Shell e i suoi colleghi affrontano un compito quasi impossibile in termini di continuare a fornire un prodotto sempre più detestato di cui il mondo ha ancora un disperato bisogno, investendo in nuove tecnologie che diano un futuro al business e promettendo abbastanza agli investitori scettici da tenerli a bordo per il cavalcata.

Ma è imbarazzante che la Shell abbia restituito ai suoi azionisti lo scorso anno più di quanto abbia investito in qualsiasi tipo di energia futura, pulita o sporca: la sua spesa in conto capitale complessiva è stata di circa $ 24,8 miliardi, di cui solo $ 3,5 miliardi sono stati spesi nelle sue energie rinnovabili e soluzioni energetiche business, in crescita del 47 per cento rispetto all’anno precedente.

La società afferma che ciò non riflette in modo equo la spesa per tecnologie a basse o zero emissioni di carbonio, che si trovano anche nelle sue unità di marketing o chimiche, ad esempio: sottolinea che un terzo della sua spesa operativa e in conto capitale combinata è focalizzata su prodotti o servizi a basse emissioni di carbonio . Prevede di mantenere gli investimenti nelle energie rinnovabili all’incirca invariati quest’anno e la sua guida generale per spese in conto capitale da $ 23 a $ 27 miliardi è invariata.

L’impressione è di un’azienda con un sacco di soldi e pochi modi semplici per spenderli.
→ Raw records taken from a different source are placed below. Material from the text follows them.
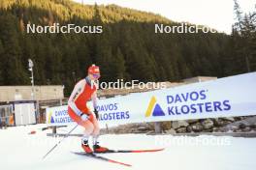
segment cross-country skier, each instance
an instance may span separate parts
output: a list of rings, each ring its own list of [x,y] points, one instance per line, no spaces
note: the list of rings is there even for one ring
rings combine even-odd
[[[107,148],[99,146],[97,141],[100,128],[98,124],[98,111],[96,109],[97,88],[94,81],[99,78],[99,67],[95,65],[90,66],[88,68],[88,75],[76,84],[68,101],[68,113],[70,117],[85,128],[81,138],[81,148],[87,154],[93,151],[96,153],[108,151]],[[86,106],[86,102],[90,99],[93,102],[94,113]],[[89,136],[93,137],[93,151],[88,145]]]

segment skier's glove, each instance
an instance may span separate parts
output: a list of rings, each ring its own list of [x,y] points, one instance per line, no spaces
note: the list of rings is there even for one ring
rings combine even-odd
[[[93,115],[92,115],[92,114],[81,113],[81,115],[80,115],[80,119],[81,119],[82,121],[87,121],[87,120],[89,120],[89,121],[92,122],[92,120],[93,120]]]
[[[94,114],[98,120],[99,119],[99,111],[96,108],[94,108]]]

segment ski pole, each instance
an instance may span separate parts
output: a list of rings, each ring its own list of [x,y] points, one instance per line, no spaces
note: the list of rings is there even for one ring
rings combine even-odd
[[[66,137],[68,137],[69,136],[69,134],[75,129],[75,128],[77,128],[77,127],[78,127],[79,125],[77,125],[76,127],[74,127],[74,128],[72,128],[60,141],[58,141],[58,143],[56,143],[55,145],[54,145],[54,147],[52,147],[44,156],[43,156],[43,158],[42,159],[44,159],[44,158],[46,158],[47,157],[47,156],[49,154],[49,153],[51,153]]]

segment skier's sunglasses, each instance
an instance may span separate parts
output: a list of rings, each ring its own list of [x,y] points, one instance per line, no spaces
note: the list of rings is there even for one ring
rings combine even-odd
[[[99,73],[93,73],[92,76],[93,76],[94,78],[100,78],[101,74],[99,74]]]

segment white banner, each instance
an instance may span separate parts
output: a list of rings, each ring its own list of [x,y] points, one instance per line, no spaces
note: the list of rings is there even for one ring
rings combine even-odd
[[[100,99],[97,109],[102,125],[256,115],[256,72]],[[47,123],[71,122],[67,106],[47,115]]]

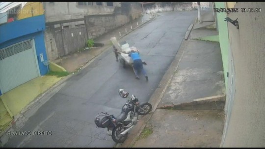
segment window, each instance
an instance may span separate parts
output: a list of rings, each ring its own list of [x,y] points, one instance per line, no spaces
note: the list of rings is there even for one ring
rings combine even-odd
[[[107,6],[113,6],[113,2],[107,2]]]
[[[93,2],[78,2],[78,5],[93,5]]]
[[[87,5],[93,5],[93,2],[86,2]]]
[[[97,2],[97,5],[102,5],[102,2]]]
[[[78,2],[79,5],[84,5],[84,2]]]

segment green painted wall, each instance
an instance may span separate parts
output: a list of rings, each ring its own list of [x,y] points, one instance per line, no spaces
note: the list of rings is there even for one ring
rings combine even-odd
[[[224,2],[215,2],[215,8],[225,8]],[[224,75],[225,81],[225,88],[227,89],[227,75],[228,72],[228,49],[229,48],[229,41],[228,38],[228,28],[227,22],[224,21],[227,17],[225,12],[216,13],[216,19],[218,31],[219,32],[219,42],[222,53],[223,60],[223,67],[224,68]]]

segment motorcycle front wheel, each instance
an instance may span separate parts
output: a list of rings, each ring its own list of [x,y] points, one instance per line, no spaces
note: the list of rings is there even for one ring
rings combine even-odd
[[[112,133],[111,134],[112,140],[116,143],[123,143],[128,136],[128,133],[124,135],[120,134],[125,129],[122,128],[122,125],[119,125],[115,127],[112,130]]]
[[[145,115],[149,113],[151,110],[152,104],[150,103],[146,102],[139,106],[138,109],[138,113],[140,115]]]

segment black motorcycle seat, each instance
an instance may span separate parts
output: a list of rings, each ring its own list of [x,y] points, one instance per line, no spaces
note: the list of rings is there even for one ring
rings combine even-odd
[[[126,119],[127,114],[124,112],[121,112],[121,114],[119,116],[116,117],[116,123],[121,122]]]

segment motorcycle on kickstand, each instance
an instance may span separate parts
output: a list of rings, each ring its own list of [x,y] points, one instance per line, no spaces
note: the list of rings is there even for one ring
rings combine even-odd
[[[148,102],[139,102],[133,95],[128,97],[129,93],[122,89],[119,90],[119,94],[128,99],[123,106],[120,114],[114,117],[106,112],[102,112],[96,117],[95,123],[97,127],[107,128],[107,134],[111,136],[114,142],[121,143],[126,140],[128,132],[137,124],[138,115],[149,113],[152,105]]]

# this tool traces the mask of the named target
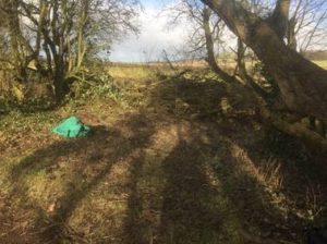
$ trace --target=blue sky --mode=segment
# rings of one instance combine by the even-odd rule
[[[140,15],[141,33],[129,35],[113,45],[110,56],[116,62],[144,62],[162,58],[162,50],[172,52],[186,40],[185,25],[168,29],[167,14],[162,8],[173,0],[143,0],[144,11]]]

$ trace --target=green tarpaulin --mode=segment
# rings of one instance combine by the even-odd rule
[[[76,117],[70,117],[62,121],[52,132],[69,138],[86,136],[90,132],[90,127],[83,124]]]

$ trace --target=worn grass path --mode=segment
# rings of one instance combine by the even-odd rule
[[[134,89],[142,106],[1,120],[0,243],[301,242],[326,184],[263,144],[247,95],[196,76]],[[49,134],[73,111],[90,136]],[[307,182],[320,186],[315,206],[296,192]]]

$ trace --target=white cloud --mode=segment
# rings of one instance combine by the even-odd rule
[[[111,61],[143,62],[158,60],[162,50],[172,50],[187,39],[187,23],[181,23],[173,29],[167,28],[169,17],[159,14],[156,7],[145,7],[141,13],[141,34],[130,35],[113,45]]]

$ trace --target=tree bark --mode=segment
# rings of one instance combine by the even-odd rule
[[[277,0],[271,16],[267,20],[277,36],[282,40],[287,34],[291,0]]]
[[[287,47],[269,23],[235,0],[202,0],[251,47],[276,80],[290,110],[327,118],[327,71]]]
[[[206,50],[207,50],[207,62],[211,70],[218,74],[223,81],[229,83],[234,83],[235,78],[231,75],[229,75],[227,72],[220,69],[220,66],[217,63],[216,56],[215,56],[215,45],[213,40],[213,34],[210,28],[210,9],[205,8],[203,10],[203,28],[205,32],[205,38],[206,38]]]

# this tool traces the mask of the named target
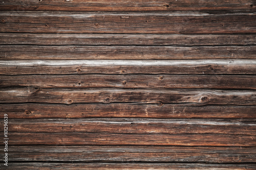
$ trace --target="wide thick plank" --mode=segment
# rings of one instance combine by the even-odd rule
[[[255,75],[255,60],[2,60],[0,75]]]
[[[256,76],[87,75],[0,76],[0,87],[10,87],[256,89]]]
[[[0,11],[0,32],[62,33],[256,33],[254,13]]]
[[[256,104],[255,90],[2,88],[0,89],[0,96],[2,103],[140,102],[160,105],[162,103],[190,103],[195,105]]]
[[[1,60],[256,59],[255,45],[0,45],[0,48]]]
[[[161,11],[253,10],[256,5],[252,0],[211,1],[149,0],[118,1],[32,1],[16,2],[13,0],[1,2],[0,10],[12,11]]]
[[[208,164],[193,163],[51,163],[13,162],[6,169],[185,169],[255,170],[254,163]]]
[[[8,132],[138,134],[226,134],[256,135],[255,119],[9,119]],[[4,123],[0,123],[4,131]]]
[[[4,135],[4,133],[1,134]],[[212,134],[12,132],[11,145],[131,145],[255,147],[256,136]],[[3,144],[3,145],[4,143]]]
[[[49,105],[1,104],[4,118],[144,117],[256,118],[256,106],[187,106],[188,104],[132,103]],[[74,111],[75,110],[75,112]]]
[[[38,34],[0,33],[1,45],[256,45],[254,34]]]
[[[255,147],[10,146],[11,161],[252,162]]]

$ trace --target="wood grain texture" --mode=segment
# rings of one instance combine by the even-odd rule
[[[87,75],[0,77],[0,87],[10,87],[256,89],[256,76]]]
[[[0,75],[255,75],[255,60],[0,61]]]
[[[88,104],[1,104],[0,115],[9,118],[198,118],[255,119],[255,106],[188,106],[133,103]],[[75,112],[74,111],[75,110]]]
[[[87,118],[9,119],[9,132],[256,135],[255,119]],[[0,123],[2,131],[4,123]]]
[[[1,134],[4,135],[4,133],[1,133]],[[13,132],[8,134],[8,145],[39,144],[256,146],[256,136],[246,135]]]
[[[10,164],[7,169],[185,169],[254,170],[254,163],[208,164],[193,163],[51,163],[18,162]]]
[[[40,34],[0,33],[1,45],[248,45],[254,34]]]
[[[254,147],[11,146],[11,161],[251,162]]]
[[[61,33],[256,33],[254,13],[0,11],[0,32]]]
[[[255,90],[90,90],[49,88],[0,89],[0,103],[48,104],[135,103],[189,103],[190,105],[256,104]]]
[[[13,0],[0,2],[0,10],[15,11],[163,11],[254,10],[255,1],[252,0],[212,1],[182,0],[139,1],[117,0],[35,1]]]
[[[1,60],[255,59],[256,46],[0,45]]]

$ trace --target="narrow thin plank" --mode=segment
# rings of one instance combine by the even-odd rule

Non può continuare a ripagare il debito per sempre. Le compagnie petrolifere e del gas hanno bisogno di bilanci solidi per superare cicli sempre più volatili, ma il debito netto di Shell si è quasi dimezzato dalla fine del 2019. Il suo indebitamento è il più basso dal 2009, osserva Citi.

Gli investitori, fondamentalmente, non vogliono più investimenti. Il nuovo amministratore delegato Wael Sawan parla della necessità di una “transizione energetica equilibrata”, codice per “dobbiamo ancora spendere in petrolio e gas”. Ma la storia suggerisce che con i prezzi del petrolio a questi livelli “chiunque autorizzi un enorme budget in conto capitale . . . se ne rammarica”, dice Oswald Clint di Bernstein.

Sawan sostiene inoltre che il mondo (compresi i governi, i clienti e le società energetiche) si sta muovendo troppo lentamente nella transizione energetica, il che irrita i piani di investimento invariati. Potrebbe esserci un cambiamento strategico, o obiettivi più chiari, nel suo primo giorno di investimento a maggio. Ma non è un segreto che i grandi gruppi energetici abbiano faticato a trovare investimenti verdi che offrissero rendimenti allettanti.

Non molto tempo fa la preoccupazione era che le principali compagnie petrolifere non avessero il flusso di cassa per investire in combustibili fossili, crescere in attività verdi e dare agli azionisti i rendimenti richiesti. Ora è vero il contrario, a picche. Non è molto più chiaro come vogliono gestirlo.